Circling back to embeddings

Arbiter has no embedding pipeline. No vector index. No chunking strategy. No similarity threshold to tune. No reranking model loaded into memory. No background job to re-embed when the model changes. No re-indexing when the schema migrates. The deployment is a single 1.7MB binary and a SQLite file.

Skipping embeddings seems like a constraint. It turns out to be the thing that made the system small enough to reason about and fast enough to use. MemPalace, for comparison, requires at least 300MB on disk for its embedding model alone—Arbiter's binary is 176 times smaller. The graph structure does the work that embeddings were supposed to do, and it does it with less infrastructure and more legibility. When the agent retrieves the wrong thing, the retrieval path is six lines of SQL—I can read it, understand why, and fix the query. When an embedding system retrieves the wrong thing, the answer is "the cosine distance was higher to a different chunk," which is true and not actionable.

I'm not claiming that vector search is wrong. I'm claiming that when the questions are about specific things in specific conversations at specific times, the graph fits better. The embedding-first systems get high marks on benchmarks designed around fuzzy semantic recall.

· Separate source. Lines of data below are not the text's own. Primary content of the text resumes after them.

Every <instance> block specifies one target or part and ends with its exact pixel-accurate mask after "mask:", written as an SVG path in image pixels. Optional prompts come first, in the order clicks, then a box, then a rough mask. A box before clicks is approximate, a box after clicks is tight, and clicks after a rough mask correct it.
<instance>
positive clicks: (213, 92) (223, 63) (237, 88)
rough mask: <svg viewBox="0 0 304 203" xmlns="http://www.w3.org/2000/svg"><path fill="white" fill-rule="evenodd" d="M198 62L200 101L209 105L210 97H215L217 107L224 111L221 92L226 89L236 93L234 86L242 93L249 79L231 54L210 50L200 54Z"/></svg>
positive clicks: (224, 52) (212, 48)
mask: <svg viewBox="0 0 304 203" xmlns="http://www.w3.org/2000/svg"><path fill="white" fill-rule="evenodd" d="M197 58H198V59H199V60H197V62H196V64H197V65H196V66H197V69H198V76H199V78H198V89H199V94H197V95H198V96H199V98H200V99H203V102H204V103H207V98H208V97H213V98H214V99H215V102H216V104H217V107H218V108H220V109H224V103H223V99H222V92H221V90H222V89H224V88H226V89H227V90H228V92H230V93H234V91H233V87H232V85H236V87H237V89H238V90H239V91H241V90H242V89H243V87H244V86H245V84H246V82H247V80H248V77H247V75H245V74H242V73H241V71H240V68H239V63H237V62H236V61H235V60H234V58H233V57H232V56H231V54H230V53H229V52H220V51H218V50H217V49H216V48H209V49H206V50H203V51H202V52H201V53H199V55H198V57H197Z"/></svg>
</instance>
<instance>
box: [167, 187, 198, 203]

They struggle on benchmarks that test for temporal reasoning, fact supersession, and cross-session continuity, which are the things agents actually need.

R@K results are the confirmation, not the argument. My argument is that an agent's memory should be shaped like the questions it's going to ask, and the questions agents ask are mostly about identity, time, and structure. Those have always been graph problems.

The project is open-source on GitHub. The bench harness is at bench/longmemeval/—run it yourself.